The Senior Regulatory Affairs Associate will support the definition of the regulatory strategy for Lumin Innovations Diagnostic Medical Displays. This position will play a substantial role in researching regulations, defining, and implementing the regulatory strategy and engaging with health authorities to effectively inform our development programs. The successful candidate should possess a scientific background and will understand electromechanical devices. The ability to deal with ambiguity and think outside the box is critical for this position.
Regulatory lead/representative on project core teams providing regulatory input on all matters.
Leads preparation, documentation and submission of FDA and other international applications and providing responses to regulatory agencies regarding medical displays information or issues. Includes the summary of data collected and demonstration of acceptable performance. Ensure understanding of risk and approximate timing for approvals for planning purposes.
Identifies relevant guidance documents, international regulations and standards and provides interpretive assistance for new filings.
Manages maintenance of device establishment registrations, listings and licensing renewals and ongoing activities for compliance with FDA and other country-specific regulations as required.
Review all regulatory materials for accuracy, comprehensiveness, and compliance with regulatory standards.

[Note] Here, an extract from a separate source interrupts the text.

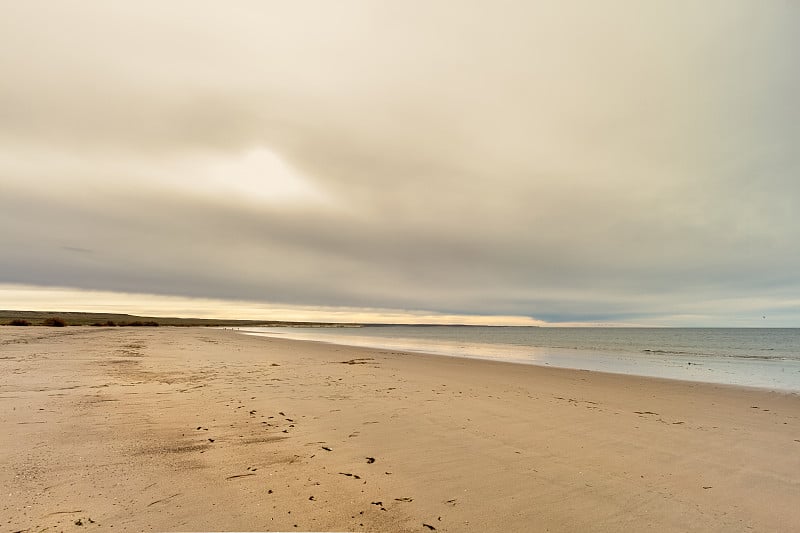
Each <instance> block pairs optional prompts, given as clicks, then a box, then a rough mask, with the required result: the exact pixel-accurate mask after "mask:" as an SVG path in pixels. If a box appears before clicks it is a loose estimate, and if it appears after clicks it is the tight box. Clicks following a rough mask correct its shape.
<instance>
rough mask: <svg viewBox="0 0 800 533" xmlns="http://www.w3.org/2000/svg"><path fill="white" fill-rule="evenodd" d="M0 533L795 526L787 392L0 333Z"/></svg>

Provide regulatory guidance and leadership to cross-functional departments or development project teams regarding design, development, evaluation, or marketing (ad/promo) of products.
Assesses product, manufacturing and labeling changes for regulatory reporting and reviews marketing and sales materials for compliance to regulations.
Reviews technical reports for incorporation into regulatory submissions.
Manages regulatory affairs procedures to make sure that regulatory compliance is sustained or enhanced.
Maintain current knowledge of relevant regulations and guidelines, both proposed and final rules.
Manages & leads development of regulatory strategies that meet regulatory requirements and provide guidance regarding regulatory requirements for planned changes.
Support post-approval products through change evaluation and submission.